Just as we use letters as variables representing numbers, we use letters to represent functions. In both cases, there are many different uses of these variables:

We can use a variable to temporarily represent a definite, known number: If x = 3, then x² = 9	We can use a variable to temporarily represent a definite, known function: If f is the squaring function (i.e. f(x) = x²), then f(3) = 9
We can use a variable to temporarily represent a definite, unknown number: If x is the number of particles in the universe, then x is on the order of (roughly) 10⁸⁶	We can use a variable to temporarily represent a definite, unknown function: If f tells us the height of a ball thrown up in the air as a function of time, then f is increasing for a while, then decreasing.
We can use a variable to temporarily represent an indefinite number of some kind: If x is a positive number, then x = y² for some y.	We can use a variable to temporarily represent an indefinite function of some kind: If f is a strictly increasing function, then f takes on no maximum value.
We can use a variable to temporarily represent a generic number: For any number x, (x+1)² = x²+2x+1	We can use a variable to temporarily represent a generic function: If f is a function, and x is in the domain of f, then f(x) is in the range of f.

Notice that there are many ways of specifying a function, just as there are many ways of specifying a number.
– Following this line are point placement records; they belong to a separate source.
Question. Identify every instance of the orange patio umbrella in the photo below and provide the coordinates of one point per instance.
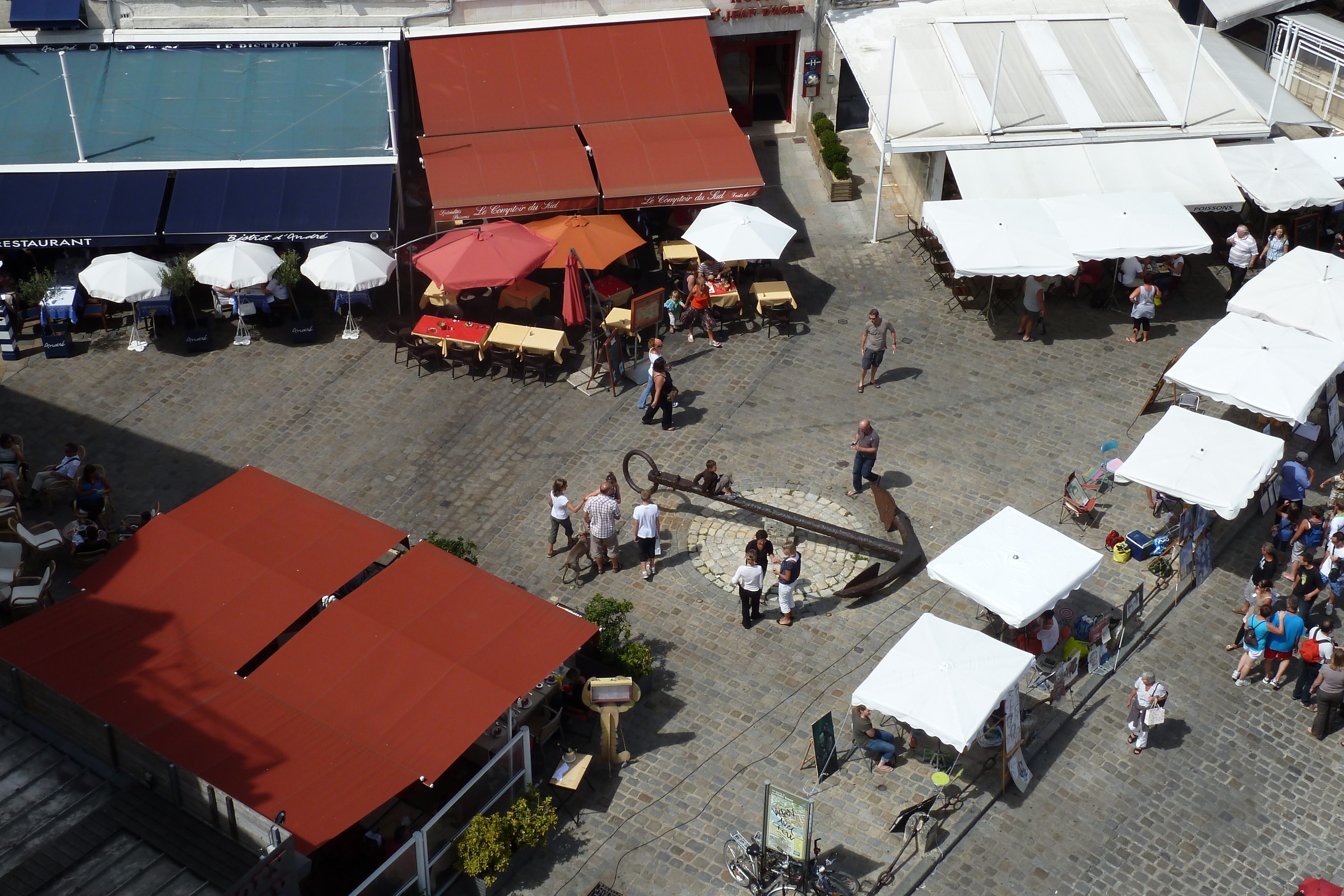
(599, 240)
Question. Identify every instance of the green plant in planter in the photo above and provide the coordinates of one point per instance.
(532, 819)
(486, 848)
(459, 547)
(34, 288)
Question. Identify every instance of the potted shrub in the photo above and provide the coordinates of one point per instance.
(614, 649)
(502, 843)
(179, 281)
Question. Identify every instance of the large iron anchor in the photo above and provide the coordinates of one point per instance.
(904, 555)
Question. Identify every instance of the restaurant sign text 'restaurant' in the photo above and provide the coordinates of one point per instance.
(511, 210)
(690, 198)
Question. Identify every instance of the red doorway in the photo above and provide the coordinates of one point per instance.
(757, 74)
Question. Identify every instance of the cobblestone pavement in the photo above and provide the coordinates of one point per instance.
(971, 417)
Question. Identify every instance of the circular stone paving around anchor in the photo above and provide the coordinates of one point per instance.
(720, 541)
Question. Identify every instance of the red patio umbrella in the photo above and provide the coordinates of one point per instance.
(485, 256)
(575, 309)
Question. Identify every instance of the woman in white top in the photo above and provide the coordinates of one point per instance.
(749, 578)
(1146, 307)
(647, 532)
(561, 510)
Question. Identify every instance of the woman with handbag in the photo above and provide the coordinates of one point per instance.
(663, 394)
(1146, 709)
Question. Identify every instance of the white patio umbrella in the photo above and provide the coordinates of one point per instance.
(734, 231)
(124, 277)
(349, 266)
(233, 265)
The most common way of specifying a function is to specify it's output for a generic input. For instance, we could define a function by saying f(x) = x² + 2x.

Caution: many sources (including me, when I'm not careful) will refer to the function f as f(x). That is, they will say something like "Let f(x) be an increasing function" as opposed to "Let f be an increasing function".

However it may help to think of the expression 'f(x)' as being a combination of the function f and the number x, just as we think of the expression 'x+1' as being a combination of the number x and the number 1, or 'x+y' as being a combination of the number x and the number y. In the case of each of these expressions, the result represents a number, and so we can use those expressions in situations where we expect to find numbers:

(x+1)+1
(x+1)²
f(x+1)
(x+y)+1
(x+y)²
f(x+y)
f(x) + 1
(f(x))²
f(f(x))

All of the expressions above make sense and represent numbers, in the sense that if we had a specific value of x and y and a specific function f and plugged them in to all of the above, they would all evaluate to some specific number.